FAILED twitch_specification.py::test_func[UniquesEquality::public.twitch_v1 | public.twitch_v2]
FAILED twitch_specification.py::test_func[NumericMean::public.twitch_v2 | public.twitch_v2]
============================== 3 failed, 5 passed in 1.52s ===============================

Alternatively, you can also look at these test results in this html report generated by pytest-html.

Hence we see that we might not want to blindly trust version 2 of the data as is. Rather, we might need to investigate what is wrong with the data, what this has been caused by and how to fix it.

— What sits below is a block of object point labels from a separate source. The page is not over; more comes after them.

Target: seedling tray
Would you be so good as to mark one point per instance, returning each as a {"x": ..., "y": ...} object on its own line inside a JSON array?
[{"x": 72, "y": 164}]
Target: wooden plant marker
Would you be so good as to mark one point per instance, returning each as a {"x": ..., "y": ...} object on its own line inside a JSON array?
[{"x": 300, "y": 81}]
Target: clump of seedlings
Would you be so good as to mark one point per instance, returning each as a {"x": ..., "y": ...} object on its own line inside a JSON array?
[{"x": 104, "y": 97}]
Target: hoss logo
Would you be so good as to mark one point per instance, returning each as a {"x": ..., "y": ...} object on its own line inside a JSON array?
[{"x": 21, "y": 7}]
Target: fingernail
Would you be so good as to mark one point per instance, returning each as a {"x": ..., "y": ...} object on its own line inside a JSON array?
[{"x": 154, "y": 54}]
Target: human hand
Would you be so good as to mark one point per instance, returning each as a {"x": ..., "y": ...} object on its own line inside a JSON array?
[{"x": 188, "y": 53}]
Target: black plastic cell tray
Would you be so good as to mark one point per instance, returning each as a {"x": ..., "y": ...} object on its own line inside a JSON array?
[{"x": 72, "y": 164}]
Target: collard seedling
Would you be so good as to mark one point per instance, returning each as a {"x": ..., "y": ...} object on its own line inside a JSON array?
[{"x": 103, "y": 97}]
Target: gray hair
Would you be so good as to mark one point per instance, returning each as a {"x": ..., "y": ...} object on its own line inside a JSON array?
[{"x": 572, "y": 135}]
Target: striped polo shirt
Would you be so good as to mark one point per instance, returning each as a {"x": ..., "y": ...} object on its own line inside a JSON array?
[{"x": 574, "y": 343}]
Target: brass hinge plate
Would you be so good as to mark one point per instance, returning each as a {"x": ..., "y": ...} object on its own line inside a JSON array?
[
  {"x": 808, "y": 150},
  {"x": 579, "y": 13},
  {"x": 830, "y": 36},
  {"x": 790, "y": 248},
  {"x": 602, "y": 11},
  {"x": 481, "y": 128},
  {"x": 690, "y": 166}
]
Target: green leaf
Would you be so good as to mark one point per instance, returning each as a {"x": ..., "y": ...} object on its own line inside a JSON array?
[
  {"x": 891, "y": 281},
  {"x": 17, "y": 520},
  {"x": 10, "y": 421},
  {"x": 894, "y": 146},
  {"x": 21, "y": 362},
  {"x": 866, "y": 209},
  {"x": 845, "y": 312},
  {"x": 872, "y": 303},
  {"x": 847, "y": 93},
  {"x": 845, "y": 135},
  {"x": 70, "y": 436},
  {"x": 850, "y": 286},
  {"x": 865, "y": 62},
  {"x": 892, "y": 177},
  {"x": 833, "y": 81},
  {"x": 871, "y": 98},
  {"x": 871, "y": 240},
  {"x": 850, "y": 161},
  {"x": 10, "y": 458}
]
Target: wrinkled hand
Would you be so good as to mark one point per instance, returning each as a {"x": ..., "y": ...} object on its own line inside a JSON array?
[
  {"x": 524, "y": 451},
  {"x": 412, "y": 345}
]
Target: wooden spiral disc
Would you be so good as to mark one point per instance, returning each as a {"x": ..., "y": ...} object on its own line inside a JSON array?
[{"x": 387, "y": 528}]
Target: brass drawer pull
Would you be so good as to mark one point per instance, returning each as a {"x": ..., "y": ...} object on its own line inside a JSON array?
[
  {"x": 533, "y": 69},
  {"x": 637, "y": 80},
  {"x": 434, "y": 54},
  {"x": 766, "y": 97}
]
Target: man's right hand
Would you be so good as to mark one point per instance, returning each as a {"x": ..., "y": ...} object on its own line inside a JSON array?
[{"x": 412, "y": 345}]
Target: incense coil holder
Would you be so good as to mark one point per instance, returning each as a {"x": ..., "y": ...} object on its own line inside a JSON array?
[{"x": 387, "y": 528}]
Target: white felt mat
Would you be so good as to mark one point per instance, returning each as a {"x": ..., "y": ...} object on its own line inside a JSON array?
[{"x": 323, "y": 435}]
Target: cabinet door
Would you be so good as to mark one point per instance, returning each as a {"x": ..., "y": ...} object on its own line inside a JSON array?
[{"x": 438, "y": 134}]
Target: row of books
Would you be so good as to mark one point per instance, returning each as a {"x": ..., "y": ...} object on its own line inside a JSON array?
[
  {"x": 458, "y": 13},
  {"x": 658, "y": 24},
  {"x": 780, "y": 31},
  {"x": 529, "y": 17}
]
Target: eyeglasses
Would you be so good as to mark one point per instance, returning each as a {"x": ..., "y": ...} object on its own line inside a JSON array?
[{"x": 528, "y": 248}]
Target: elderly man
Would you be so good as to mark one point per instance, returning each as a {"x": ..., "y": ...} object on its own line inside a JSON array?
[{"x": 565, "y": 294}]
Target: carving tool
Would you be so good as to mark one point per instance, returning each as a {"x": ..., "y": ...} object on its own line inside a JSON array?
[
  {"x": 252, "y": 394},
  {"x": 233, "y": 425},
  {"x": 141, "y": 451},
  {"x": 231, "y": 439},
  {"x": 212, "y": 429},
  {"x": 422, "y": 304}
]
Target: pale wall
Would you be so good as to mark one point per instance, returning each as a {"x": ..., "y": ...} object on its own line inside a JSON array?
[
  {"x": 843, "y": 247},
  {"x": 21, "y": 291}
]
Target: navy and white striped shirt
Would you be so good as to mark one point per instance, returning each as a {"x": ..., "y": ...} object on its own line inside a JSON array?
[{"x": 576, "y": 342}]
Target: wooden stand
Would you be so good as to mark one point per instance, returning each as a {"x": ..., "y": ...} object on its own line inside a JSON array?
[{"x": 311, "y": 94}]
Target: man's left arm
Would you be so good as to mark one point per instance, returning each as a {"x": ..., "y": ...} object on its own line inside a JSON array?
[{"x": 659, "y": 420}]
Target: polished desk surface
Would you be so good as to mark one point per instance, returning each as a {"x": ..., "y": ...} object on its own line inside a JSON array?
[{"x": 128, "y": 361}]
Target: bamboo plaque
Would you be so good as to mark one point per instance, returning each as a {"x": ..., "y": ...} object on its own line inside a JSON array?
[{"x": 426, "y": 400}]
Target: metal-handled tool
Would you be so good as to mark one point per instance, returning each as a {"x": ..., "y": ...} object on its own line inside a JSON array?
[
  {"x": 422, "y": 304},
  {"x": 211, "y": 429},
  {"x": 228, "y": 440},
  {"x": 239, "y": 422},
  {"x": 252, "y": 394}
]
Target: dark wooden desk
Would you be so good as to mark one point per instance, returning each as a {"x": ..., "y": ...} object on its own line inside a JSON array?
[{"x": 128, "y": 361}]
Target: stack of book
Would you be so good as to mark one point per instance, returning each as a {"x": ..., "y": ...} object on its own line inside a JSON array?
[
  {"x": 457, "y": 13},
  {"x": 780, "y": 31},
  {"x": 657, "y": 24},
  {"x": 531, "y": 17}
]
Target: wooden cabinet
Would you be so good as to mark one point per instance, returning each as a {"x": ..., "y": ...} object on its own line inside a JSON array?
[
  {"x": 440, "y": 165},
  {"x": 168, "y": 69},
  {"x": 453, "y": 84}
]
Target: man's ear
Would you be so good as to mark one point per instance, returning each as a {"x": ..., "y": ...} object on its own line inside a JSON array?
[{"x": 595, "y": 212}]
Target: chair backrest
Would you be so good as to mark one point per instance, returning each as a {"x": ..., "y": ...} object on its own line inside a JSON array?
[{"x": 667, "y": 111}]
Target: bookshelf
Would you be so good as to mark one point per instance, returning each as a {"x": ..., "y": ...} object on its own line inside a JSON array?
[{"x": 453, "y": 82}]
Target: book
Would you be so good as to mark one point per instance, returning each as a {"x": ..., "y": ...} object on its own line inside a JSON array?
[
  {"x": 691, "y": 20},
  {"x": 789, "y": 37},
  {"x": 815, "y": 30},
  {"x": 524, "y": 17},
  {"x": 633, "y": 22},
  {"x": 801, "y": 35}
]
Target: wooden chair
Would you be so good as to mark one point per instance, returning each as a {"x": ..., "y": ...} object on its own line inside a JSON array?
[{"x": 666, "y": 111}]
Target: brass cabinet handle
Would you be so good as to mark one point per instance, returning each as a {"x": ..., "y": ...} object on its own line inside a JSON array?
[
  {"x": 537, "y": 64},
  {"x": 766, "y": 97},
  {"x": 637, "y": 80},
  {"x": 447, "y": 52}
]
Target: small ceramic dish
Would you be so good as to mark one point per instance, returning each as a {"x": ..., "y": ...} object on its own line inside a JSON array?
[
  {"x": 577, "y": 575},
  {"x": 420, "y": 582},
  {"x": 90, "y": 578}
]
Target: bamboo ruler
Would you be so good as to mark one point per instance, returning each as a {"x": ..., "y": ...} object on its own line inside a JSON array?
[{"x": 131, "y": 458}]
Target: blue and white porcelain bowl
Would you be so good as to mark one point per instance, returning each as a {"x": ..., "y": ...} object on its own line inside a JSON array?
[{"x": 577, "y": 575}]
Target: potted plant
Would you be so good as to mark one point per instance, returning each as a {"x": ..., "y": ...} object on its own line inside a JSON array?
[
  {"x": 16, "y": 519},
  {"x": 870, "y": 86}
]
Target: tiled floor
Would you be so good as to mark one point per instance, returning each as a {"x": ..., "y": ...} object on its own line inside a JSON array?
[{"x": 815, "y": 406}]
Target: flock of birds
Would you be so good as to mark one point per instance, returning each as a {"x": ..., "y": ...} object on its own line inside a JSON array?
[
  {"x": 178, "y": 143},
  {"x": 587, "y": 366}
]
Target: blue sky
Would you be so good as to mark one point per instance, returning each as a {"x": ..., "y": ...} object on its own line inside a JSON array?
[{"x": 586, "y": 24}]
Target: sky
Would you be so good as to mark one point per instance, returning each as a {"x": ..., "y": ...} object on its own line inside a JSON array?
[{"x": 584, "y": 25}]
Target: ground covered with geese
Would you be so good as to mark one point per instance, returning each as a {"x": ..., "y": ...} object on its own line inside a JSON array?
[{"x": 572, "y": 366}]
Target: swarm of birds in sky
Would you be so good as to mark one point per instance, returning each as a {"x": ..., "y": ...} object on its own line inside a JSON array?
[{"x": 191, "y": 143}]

Concretely, what exactly do we learn from the error messages?

  • The column language now has a row with value 'Sw3d1zh'. This break two of our constraints. The VarCharRegex constraint compared the columns’ values to a regular expression. The UniquesEquality constraint expected the unique values of the language column to not have changed between version 1 and version 2.

  • The mean value of average_viewers of mature channels is substantially - more than our 10% tolerance - lower than the global mean.